O primeiro-ministro, Pedro Passos Coelho, justificou as «escolhas difíceis» que atingem os reformados com a necessidade de garantir a sustentabilidade dos mecanismos de proteção social, recusando que «qualquer miopia de curto prazo» os ponha em causa.

«Não vou negar que são escolhas muito difíceis. O que estamos a fazer para garantir o futuro da proteção social, a todos os níveis, corresponde de facto a escolhas difíceis para todos.

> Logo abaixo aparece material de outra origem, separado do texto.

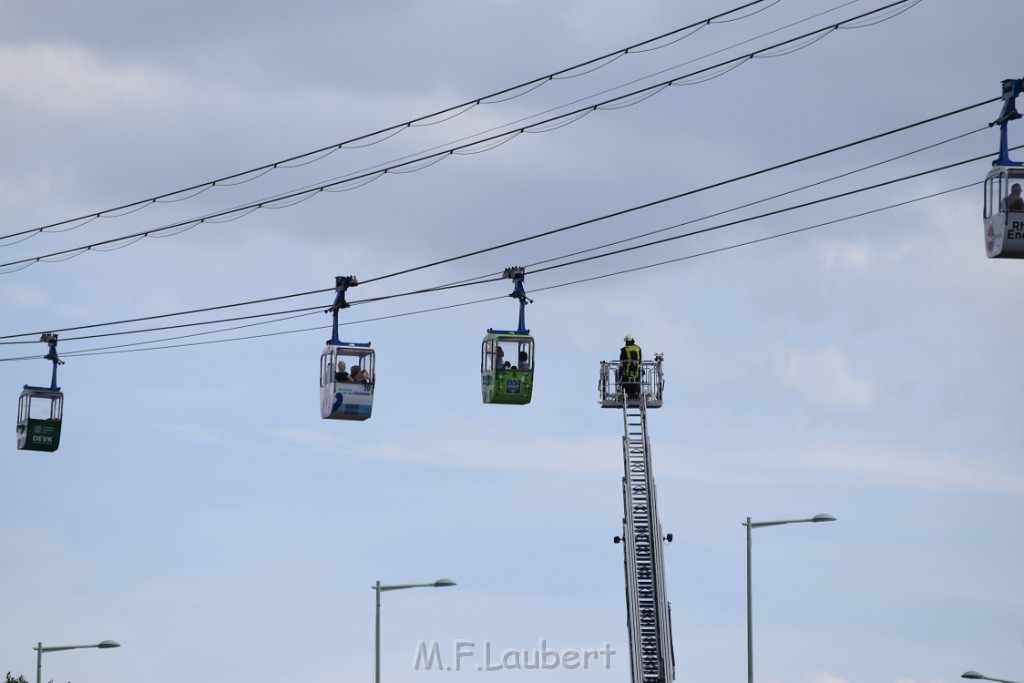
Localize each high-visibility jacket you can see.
[618,344,641,382]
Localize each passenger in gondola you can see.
[1002,182,1024,211]
[334,360,351,382]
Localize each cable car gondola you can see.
[480,267,535,405]
[983,79,1024,258]
[17,332,63,453]
[321,276,377,421]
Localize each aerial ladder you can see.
[599,354,676,683]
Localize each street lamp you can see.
[741,514,836,683]
[32,640,121,683]
[374,579,455,683]
[961,671,1016,683]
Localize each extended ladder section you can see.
[615,394,676,683]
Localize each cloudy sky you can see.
[0,0,1024,683]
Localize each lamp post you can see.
[742,514,836,683]
[961,671,1017,683]
[374,579,456,683]
[32,640,121,683]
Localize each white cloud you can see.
[776,346,878,413]
[0,44,160,113]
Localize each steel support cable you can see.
[0,97,995,345]
[0,182,981,362]
[0,0,921,274]
[524,126,988,269]
[2,146,989,359]
[0,0,780,244]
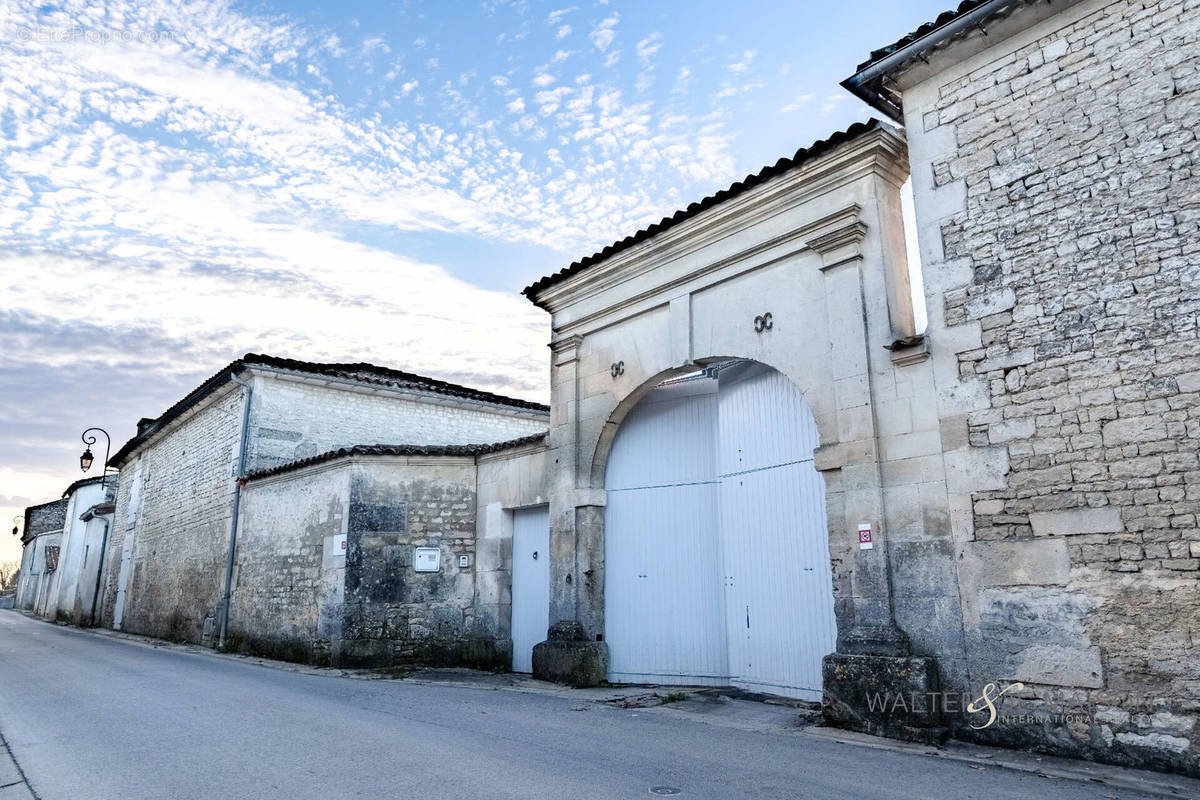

Mas são indispensáveis para assegurar, com a maior equidade possível, a sustentabilidade dos mecanismos que garantem direitos de que não podemos prescindir», justificou o primeiro-ministro.

Pedro Passos Coelho discursava no penúltimo dia de um ciclo de debates sobre o envelhecimento, designado Congresso da Grande Idade, que terminou hoje na FIL, Lisboa.

O primeiro-ministro considerou que a proteção social dos que terminam a vida profissional é «merecida e inegociável», mas apontou que os sistemas de proteção social que foram construídos ao longo dos anos «veem agora os seus pressupostos ser questionados».

«A sustentabilidade tornou-se, ou tem de se tornar, numa palavra-chave. Não podemos permitir que a irresponsabilidade, ou qualquer miopia de curto prazo, ponham em causa para o futuro estas estruturas de segurança social de que dependem as vidas dos atuais e dos futuros reformados», advertiu.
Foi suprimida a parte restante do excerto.